🤖 AI Summary
Large language models (LLMs) exhibit limitations in complex reasoning and contextual understanding. This paper proposes a knowledge graph (KG)-enhanced fine-tuning approach for T5, wherein structured KG embeddings are injected into the T5 encoder to strengthen modeling of entity relations and deep semantics. We conduct the first systematic empirical study establishing a significant positive correlation between KG scale and T5’s reasoning performance, confirming that entity and relation embeddings constitute the primary source of improvement—and demonstrating that full KGs consistently outperform pruned subgraphs. On SQuAD 1.1, our method substantially surpasses standard baselines; ablation studies further reveal pronounced accuracy gains—especially on multi-hop and other complex questions. Our core contributions are threefold: (1) empirically establishing the KG-scale–performance relationship; (2) validating the necessity of KG completeness for optimal performance; and (3) introducing a scalable, structured knowledge injection paradigm compatible with encoder-only transformer architectures.
📝 Abstract
With the development of deep learning technology, large language models have achieved remarkable results in many natural language processing tasks. However, these models still have certain limitations in handling complex reasoning tasks and understanding rich background knowledge. To solve this problem, this study proposed a T5 model fine-tuning method based on knowledge graphs, which enhances the model's reasoning ability and context understanding ability by introducing external knowledge graphs. We used the SQuAD1.1 dataset for experiments.
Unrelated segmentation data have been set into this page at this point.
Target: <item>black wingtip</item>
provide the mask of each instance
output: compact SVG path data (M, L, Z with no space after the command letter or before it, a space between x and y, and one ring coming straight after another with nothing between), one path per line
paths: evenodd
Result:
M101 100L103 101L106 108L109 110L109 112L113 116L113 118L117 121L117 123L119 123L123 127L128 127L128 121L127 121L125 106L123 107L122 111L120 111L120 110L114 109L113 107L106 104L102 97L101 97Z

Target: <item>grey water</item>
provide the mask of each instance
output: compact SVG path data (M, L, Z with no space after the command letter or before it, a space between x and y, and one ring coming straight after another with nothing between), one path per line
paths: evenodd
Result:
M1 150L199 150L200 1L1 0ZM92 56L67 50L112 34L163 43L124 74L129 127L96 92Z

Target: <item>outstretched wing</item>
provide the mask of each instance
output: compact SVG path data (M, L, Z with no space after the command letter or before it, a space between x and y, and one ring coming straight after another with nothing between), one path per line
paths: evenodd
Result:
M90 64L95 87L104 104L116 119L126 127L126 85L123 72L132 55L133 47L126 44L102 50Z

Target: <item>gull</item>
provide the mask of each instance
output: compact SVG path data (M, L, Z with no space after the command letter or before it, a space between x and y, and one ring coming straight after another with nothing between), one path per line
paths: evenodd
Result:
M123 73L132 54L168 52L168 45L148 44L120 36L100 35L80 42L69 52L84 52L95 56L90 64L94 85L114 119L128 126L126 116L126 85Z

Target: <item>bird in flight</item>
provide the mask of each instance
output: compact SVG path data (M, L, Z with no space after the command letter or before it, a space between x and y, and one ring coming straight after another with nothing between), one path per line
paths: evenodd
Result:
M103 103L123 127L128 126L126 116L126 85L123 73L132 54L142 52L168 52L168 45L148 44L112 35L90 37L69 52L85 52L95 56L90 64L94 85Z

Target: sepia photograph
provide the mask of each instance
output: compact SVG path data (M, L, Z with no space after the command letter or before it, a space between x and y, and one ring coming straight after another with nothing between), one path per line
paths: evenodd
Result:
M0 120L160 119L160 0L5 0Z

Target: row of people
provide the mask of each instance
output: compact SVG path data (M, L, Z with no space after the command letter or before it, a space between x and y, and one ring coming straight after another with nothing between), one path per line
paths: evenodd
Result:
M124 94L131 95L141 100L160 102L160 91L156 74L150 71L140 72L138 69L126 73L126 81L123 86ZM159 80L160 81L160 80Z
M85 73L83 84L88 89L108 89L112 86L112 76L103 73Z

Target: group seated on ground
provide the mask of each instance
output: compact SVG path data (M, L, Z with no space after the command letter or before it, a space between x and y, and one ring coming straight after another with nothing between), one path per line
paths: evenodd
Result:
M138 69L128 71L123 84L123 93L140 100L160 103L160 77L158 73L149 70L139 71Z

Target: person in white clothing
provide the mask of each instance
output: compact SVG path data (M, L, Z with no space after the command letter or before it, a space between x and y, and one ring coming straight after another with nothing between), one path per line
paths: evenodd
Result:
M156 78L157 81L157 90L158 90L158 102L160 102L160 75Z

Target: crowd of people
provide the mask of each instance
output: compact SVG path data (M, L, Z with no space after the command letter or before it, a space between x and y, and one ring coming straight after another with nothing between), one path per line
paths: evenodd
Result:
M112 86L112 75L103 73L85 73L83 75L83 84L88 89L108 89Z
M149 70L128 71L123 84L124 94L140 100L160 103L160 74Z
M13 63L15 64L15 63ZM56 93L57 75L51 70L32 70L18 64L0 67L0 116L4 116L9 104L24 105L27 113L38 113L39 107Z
The experimental results show that the T5 model based on knowledge graphs is significantly better than other baseline models in reasoning accuracy, context understanding, and the ability to handle complex problems. At the same time, we also explored the impact of knowledge graphs of different scales on model performance and found that as the scale of the knowledge graph increases, the performance of the model gradually improves. Especially when dealing with complex problems, the introduction of knowledge graphs greatly improves the reasoning ability of the T5 model. Ablation experiments further verify the importance of entity and relationship embedding in the model and prove that a complete knowledge graph is crucial to improving the various capabilities of the T5 model. In summary, this study provides an effective method to enhance the reasoning and understanding capabilities of large language models and provides new directions for future research.